By Robert J. Samuelson

Peter Blake, author of the controversial bestseller God's Own Junkyard, called for a moratorium yesterday on all superhighway construction in the Boston metropolitan area until a long range masterplan has been developed for the city and its suburbs.

"The time has come for our cities to be shaped, not by highway engineers, but by urban designers and planners who start with the human needs of cities and then subordinate all the services required--including superhighways--to those human needs," he said at a press conference.

Blake, who is managing editor of Architectural Forum, was in Cambridge at the invitation of Edward L. Bernays, the founder of the Emergency Committee to Save Memorial Drive. God's Own Junkyard is an attack on the "planned deterioration of America's landscape."

Declaring that he was "delighted that it may not be too late to prevent the destruction of your Memorial Drive waterfront," Blake maintained that river banks and waterfronts are "desirable assets for a city."

"It seems to me it is more important for people to get to the water than to have cars running up and down a highway," he said.

From his experience, Blake observed, the construction of underpasses along Memorial Drive would probably lead to the eventual widening of the roadway into an expressway. He explained that small changes attract more cars, which create new and larger traffic problems and finally induce more extensive alterations.

Blake singled out highway planners for special criticism. "We can no longer afford to have our cities, in effect, shaped or mis-shaped by technicians whose sole interest is getting so many thousands of cars per hour from one place to another."
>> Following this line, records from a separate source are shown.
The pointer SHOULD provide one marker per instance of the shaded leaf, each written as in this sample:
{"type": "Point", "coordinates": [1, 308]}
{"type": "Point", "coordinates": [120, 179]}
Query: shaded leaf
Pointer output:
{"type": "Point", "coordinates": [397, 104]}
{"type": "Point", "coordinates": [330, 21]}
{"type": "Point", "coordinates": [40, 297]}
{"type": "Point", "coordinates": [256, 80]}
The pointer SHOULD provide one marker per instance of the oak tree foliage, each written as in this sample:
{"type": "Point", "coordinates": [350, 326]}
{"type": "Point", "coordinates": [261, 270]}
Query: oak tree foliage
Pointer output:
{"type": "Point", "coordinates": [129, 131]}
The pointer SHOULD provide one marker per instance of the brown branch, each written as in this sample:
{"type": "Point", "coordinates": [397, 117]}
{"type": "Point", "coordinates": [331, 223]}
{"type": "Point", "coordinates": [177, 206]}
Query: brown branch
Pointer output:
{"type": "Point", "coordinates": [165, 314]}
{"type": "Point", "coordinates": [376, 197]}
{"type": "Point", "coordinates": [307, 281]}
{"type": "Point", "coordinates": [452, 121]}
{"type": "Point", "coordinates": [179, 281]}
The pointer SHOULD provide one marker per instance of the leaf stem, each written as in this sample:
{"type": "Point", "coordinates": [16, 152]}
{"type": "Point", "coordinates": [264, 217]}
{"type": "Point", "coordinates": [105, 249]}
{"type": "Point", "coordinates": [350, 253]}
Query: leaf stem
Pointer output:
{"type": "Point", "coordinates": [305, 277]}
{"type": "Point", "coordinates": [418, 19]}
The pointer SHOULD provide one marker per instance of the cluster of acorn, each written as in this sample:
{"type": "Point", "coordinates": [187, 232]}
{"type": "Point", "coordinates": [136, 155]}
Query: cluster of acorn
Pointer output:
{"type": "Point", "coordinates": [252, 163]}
"Their power is now so vast," he continued, "That once they have built their super highway in a wrong place--as they propose to do in Cambridge--no amount of urban design, however inspired can possibly erase that mistake."

Transportation problems must be solved, Blake said, through coordinated planning among different highway-building bureaus and other transit agencies. Such cooperation is not wide spread today, he noted. He emphasized, however, that all transportation solutions must be tailored to the overall priorities of urban design.

After the press conference, more than 60 people, including several state legislators from Cambridge and a number of city councillors, flocked to Bernays' home to hear Blake.